FTSE up 100pts again and ETI slumping - a real shame given the performance last week.

jeffian
any thoughts on how challenging it will be to pay off Tranche A by end 2013?
They make about £70m per year excluding disposals,

So, if they pay off Tranche B by mid 2012
then over the subsequent 18 months, they'd make about £100m
That would reduce Tranche A to £319m
(I'm not allowing for the reduction in interest payments as the debt is paid off)

They'd therefore need to keep up disposals of over £300m between mid 2012 and end 2013 to pay off Tranche B
They generated £270m from disposals in 2010, but 2011-12 could be quite a bit more challenging

The above is all assuming that trading conditions stay around flat.
I'd guess that if they have to, they could cover say £100m of Tranch B with a further loan or an extension?

IF they can pay off the bank loans by end 2013, then at the current rate, they could be paying about £22m less interest per year.
They'd also not have to dispose of any more pubs OR disposals could pay off the bonds or give dividends, but they'd be generating £200m free cash flow per year

ie. this has potential to multibag IF they can just stick to current trading

the_doctor
22/8/2011
17:24
Aye. Well they're not alone there, are they, doc?!
jeffian
22/8/2011
09:56
A few good days in the markets and this could break above 50p IMO

The former part of that is probably the bigger hurdle though!

the_doctor
18/8/2011
07:46
Thanks all.
That rather highlights the degree of manipulation attepted by the fined analyst in Jan 2011 then IMO - it's surprising the market fell for it and the share price jumped back then!

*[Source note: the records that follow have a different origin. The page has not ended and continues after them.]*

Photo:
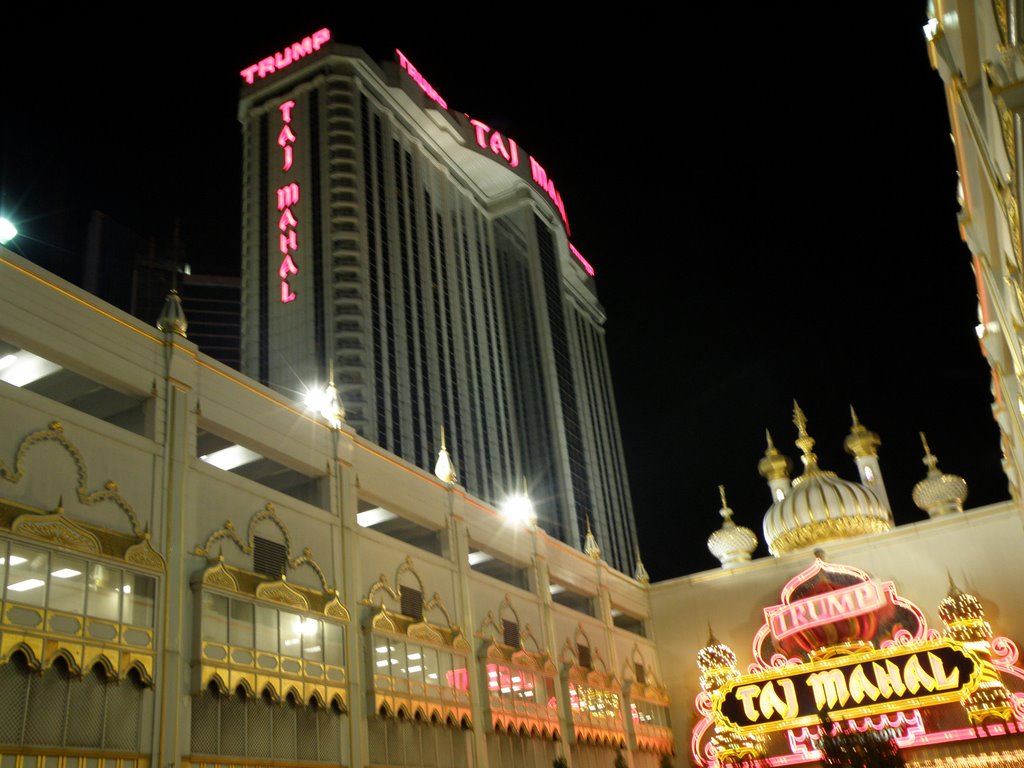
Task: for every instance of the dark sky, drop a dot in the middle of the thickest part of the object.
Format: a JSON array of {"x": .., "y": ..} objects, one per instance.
[{"x": 767, "y": 195}]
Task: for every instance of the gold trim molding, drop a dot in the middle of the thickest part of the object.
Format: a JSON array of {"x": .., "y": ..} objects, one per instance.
[
  {"x": 269, "y": 513},
  {"x": 55, "y": 433}
]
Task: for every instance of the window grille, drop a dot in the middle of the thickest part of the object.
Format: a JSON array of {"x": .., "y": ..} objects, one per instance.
[
  {"x": 269, "y": 558},
  {"x": 511, "y": 633},
  {"x": 104, "y": 715}
]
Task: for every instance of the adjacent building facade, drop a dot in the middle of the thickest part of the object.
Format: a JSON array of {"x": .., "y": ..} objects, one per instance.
[{"x": 423, "y": 260}]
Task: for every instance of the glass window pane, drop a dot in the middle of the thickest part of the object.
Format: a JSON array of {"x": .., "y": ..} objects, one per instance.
[
  {"x": 139, "y": 598},
  {"x": 334, "y": 644},
  {"x": 27, "y": 576},
  {"x": 241, "y": 628},
  {"x": 214, "y": 617},
  {"x": 414, "y": 663},
  {"x": 291, "y": 634},
  {"x": 67, "y": 584},
  {"x": 383, "y": 650},
  {"x": 312, "y": 639},
  {"x": 266, "y": 629},
  {"x": 430, "y": 666},
  {"x": 103, "y": 595}
]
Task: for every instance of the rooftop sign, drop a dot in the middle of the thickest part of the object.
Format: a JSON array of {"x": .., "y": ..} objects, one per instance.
[
  {"x": 289, "y": 55},
  {"x": 900, "y": 677}
]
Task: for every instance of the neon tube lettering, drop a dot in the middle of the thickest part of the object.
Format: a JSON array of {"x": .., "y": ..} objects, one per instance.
[
  {"x": 289, "y": 55},
  {"x": 421, "y": 81}
]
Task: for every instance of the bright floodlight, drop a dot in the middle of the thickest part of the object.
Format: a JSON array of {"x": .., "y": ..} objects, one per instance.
[
  {"x": 7, "y": 230},
  {"x": 518, "y": 508}
]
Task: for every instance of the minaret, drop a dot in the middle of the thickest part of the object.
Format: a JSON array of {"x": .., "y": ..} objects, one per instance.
[
  {"x": 731, "y": 544},
  {"x": 444, "y": 468},
  {"x": 862, "y": 444},
  {"x": 938, "y": 494},
  {"x": 775, "y": 468}
]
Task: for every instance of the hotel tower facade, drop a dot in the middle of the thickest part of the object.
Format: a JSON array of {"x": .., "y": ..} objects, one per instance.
[{"x": 424, "y": 259}]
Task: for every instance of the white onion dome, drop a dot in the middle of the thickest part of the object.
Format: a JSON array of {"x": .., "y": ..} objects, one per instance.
[
  {"x": 938, "y": 494},
  {"x": 821, "y": 506},
  {"x": 731, "y": 544}
]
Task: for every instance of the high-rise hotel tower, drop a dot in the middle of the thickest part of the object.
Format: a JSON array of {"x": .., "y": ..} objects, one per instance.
[{"x": 425, "y": 258}]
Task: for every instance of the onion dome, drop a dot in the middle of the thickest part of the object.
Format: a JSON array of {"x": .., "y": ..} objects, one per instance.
[
  {"x": 965, "y": 621},
  {"x": 821, "y": 507},
  {"x": 861, "y": 441},
  {"x": 444, "y": 468},
  {"x": 731, "y": 544},
  {"x": 964, "y": 616},
  {"x": 717, "y": 664},
  {"x": 774, "y": 466},
  {"x": 938, "y": 494},
  {"x": 172, "y": 316}
]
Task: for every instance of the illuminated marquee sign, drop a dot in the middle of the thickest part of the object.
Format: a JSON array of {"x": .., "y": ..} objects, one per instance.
[
  {"x": 287, "y": 200},
  {"x": 865, "y": 684},
  {"x": 817, "y": 610},
  {"x": 283, "y": 58}
]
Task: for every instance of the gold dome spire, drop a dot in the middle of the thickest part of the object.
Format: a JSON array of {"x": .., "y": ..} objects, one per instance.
[
  {"x": 938, "y": 494},
  {"x": 731, "y": 544},
  {"x": 804, "y": 441},
  {"x": 861, "y": 441},
  {"x": 444, "y": 468},
  {"x": 640, "y": 573},
  {"x": 821, "y": 507},
  {"x": 774, "y": 465}
]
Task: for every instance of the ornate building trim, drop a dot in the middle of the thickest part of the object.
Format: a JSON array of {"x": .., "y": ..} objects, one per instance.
[{"x": 269, "y": 512}]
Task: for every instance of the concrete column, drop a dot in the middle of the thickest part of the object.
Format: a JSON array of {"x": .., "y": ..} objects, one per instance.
[
  {"x": 459, "y": 539},
  {"x": 177, "y": 430}
]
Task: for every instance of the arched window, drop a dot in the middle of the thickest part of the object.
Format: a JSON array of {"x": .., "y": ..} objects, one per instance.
[
  {"x": 34, "y": 710},
  {"x": 244, "y": 726}
]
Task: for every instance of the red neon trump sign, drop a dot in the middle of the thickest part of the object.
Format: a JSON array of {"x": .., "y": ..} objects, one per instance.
[
  {"x": 288, "y": 198},
  {"x": 285, "y": 57},
  {"x": 817, "y": 610}
]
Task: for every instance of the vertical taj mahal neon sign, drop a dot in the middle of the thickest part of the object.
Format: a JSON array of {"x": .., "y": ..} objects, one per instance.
[{"x": 287, "y": 199}]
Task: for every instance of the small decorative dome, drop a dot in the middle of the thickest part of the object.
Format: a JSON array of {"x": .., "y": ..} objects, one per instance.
[
  {"x": 774, "y": 466},
  {"x": 717, "y": 664},
  {"x": 821, "y": 507},
  {"x": 938, "y": 494},
  {"x": 172, "y": 316},
  {"x": 964, "y": 616},
  {"x": 861, "y": 441},
  {"x": 731, "y": 544}
]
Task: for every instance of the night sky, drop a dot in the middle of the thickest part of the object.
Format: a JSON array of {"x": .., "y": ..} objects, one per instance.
[{"x": 774, "y": 220}]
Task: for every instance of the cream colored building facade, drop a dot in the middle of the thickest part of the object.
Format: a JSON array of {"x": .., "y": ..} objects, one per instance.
[{"x": 219, "y": 577}]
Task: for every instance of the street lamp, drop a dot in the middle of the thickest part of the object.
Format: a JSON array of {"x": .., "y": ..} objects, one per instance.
[{"x": 7, "y": 230}]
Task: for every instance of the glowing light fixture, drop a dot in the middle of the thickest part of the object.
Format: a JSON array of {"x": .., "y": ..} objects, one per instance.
[
  {"x": 26, "y": 369},
  {"x": 374, "y": 516},
  {"x": 28, "y": 584},
  {"x": 231, "y": 457},
  {"x": 7, "y": 230}
]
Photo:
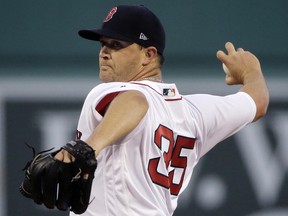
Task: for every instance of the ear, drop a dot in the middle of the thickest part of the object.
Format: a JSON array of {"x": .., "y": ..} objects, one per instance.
[{"x": 150, "y": 54}]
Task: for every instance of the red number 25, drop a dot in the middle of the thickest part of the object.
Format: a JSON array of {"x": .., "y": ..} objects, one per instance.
[{"x": 172, "y": 158}]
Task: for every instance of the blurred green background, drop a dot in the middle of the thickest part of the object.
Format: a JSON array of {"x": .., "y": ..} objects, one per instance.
[{"x": 39, "y": 38}]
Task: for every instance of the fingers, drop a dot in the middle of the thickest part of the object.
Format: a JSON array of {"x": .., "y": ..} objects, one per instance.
[
  {"x": 222, "y": 56},
  {"x": 230, "y": 48}
]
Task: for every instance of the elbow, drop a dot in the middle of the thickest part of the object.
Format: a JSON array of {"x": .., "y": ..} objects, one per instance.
[{"x": 262, "y": 107}]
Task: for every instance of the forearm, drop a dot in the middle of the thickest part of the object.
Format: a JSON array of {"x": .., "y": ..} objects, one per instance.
[{"x": 123, "y": 115}]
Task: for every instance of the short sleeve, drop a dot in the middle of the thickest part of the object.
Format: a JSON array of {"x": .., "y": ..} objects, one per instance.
[{"x": 218, "y": 117}]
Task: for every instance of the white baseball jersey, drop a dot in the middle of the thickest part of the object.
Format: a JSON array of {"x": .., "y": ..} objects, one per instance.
[{"x": 145, "y": 172}]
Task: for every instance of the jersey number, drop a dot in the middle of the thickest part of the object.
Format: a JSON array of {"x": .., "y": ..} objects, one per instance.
[{"x": 172, "y": 158}]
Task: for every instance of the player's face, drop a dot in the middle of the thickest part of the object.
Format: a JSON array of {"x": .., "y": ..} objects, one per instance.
[{"x": 119, "y": 61}]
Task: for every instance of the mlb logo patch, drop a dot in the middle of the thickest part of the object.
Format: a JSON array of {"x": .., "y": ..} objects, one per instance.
[{"x": 170, "y": 92}]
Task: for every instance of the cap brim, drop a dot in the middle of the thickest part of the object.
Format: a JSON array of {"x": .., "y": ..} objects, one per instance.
[{"x": 96, "y": 34}]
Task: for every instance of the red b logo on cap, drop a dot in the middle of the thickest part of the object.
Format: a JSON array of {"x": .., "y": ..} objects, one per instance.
[{"x": 110, "y": 14}]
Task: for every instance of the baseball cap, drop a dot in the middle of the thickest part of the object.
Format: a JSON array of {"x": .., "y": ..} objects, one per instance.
[{"x": 129, "y": 23}]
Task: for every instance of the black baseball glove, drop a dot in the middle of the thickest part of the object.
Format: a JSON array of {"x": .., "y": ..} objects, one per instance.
[{"x": 65, "y": 185}]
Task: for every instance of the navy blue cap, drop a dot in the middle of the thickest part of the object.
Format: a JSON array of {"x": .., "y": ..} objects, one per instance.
[{"x": 135, "y": 24}]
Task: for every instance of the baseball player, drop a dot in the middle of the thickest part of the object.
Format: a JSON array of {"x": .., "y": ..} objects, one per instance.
[{"x": 146, "y": 136}]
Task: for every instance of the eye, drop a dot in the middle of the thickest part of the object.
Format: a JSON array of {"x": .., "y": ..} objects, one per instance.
[{"x": 115, "y": 44}]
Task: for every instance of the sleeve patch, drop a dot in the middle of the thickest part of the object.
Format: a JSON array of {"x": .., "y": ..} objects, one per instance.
[{"x": 102, "y": 106}]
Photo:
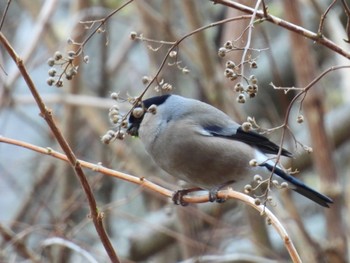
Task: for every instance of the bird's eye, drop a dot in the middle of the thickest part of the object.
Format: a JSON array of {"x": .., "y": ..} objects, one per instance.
[{"x": 138, "y": 112}]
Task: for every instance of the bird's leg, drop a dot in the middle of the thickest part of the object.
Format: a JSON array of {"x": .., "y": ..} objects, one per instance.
[
  {"x": 213, "y": 193},
  {"x": 179, "y": 194}
]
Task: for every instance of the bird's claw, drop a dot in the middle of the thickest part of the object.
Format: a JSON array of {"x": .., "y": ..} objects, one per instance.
[{"x": 178, "y": 197}]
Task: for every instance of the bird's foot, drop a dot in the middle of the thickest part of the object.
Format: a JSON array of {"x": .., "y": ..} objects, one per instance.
[{"x": 179, "y": 194}]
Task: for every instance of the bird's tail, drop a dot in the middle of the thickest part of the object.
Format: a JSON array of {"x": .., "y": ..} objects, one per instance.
[{"x": 299, "y": 186}]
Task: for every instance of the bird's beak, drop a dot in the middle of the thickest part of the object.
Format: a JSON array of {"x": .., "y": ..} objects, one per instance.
[{"x": 133, "y": 129}]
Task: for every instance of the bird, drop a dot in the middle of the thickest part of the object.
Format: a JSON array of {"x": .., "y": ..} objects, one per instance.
[{"x": 200, "y": 144}]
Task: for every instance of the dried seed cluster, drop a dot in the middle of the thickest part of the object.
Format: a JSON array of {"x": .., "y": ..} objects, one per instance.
[
  {"x": 66, "y": 70},
  {"x": 233, "y": 72}
]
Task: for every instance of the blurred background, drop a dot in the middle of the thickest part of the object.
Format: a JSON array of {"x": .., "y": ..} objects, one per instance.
[{"x": 41, "y": 198}]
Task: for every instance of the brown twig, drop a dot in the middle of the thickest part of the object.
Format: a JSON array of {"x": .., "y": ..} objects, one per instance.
[
  {"x": 347, "y": 12},
  {"x": 287, "y": 25},
  {"x": 47, "y": 115},
  {"x": 323, "y": 18},
  {"x": 21, "y": 247},
  {"x": 225, "y": 194},
  {"x": 4, "y": 14}
]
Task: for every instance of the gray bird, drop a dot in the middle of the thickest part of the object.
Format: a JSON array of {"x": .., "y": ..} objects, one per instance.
[{"x": 203, "y": 146}]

With property prices still high, selling off the pubs isnt a bad plan
It would be interesting to know how much the assets could be worth if ETI actually modified its business model and took a more active role in converting pubs in to new housing developments.
Depends on what the homes would sell for... and what the yields would be
I have no idea about either vs the values for the pubs

the_doctor
17/8/2011
22:56
I think the REIT thing is a non-starter and, although the Board professed themselves to be interested in theory, I think this was largely to satisfy pressure from advisers (fees!) and the market. The last reference to it was on 12/5/09 when they said "ETI should be able to become a REIT at some time in the future if the Board considers it to be in the best interests of shareholders". The answer to part of the_doc's question is that they do have HMR&C approval to re-structure the company to achieve REIT status but the issues for the company are that
a) that involves a (costly?) re-structuring
b) there is an immediate cash impact as a result of a 2% charge on asset value in lieu of CGT and
c) the obligation to distribute 90% of all net profit as dividends restricts their options going forward.

jeffian
17/8/2011
22:29
The doctor your 509
To be honest had forgotten all about it and I assume they have had other things to worry about...indeed not even sure if it will be much of a benefit but have not focused on this
Price of the 2018 bonds has fallen over the last week and are currently at 77/79.5 giving one a double digit yield. As they are secured on the pubs seems a good deal to me.

cerrito
17/8/2011
14:41
There was 15% stock on loan in July
15% in June
13.6% in May
19% in April
17% in March
16% in Feb

Easy money with a 5% holder dumping the lot!

Still, now that's done, there's potentially still quite a lot of short interest to close.
Given the stock lending costs, I dont see there being much point them holding on.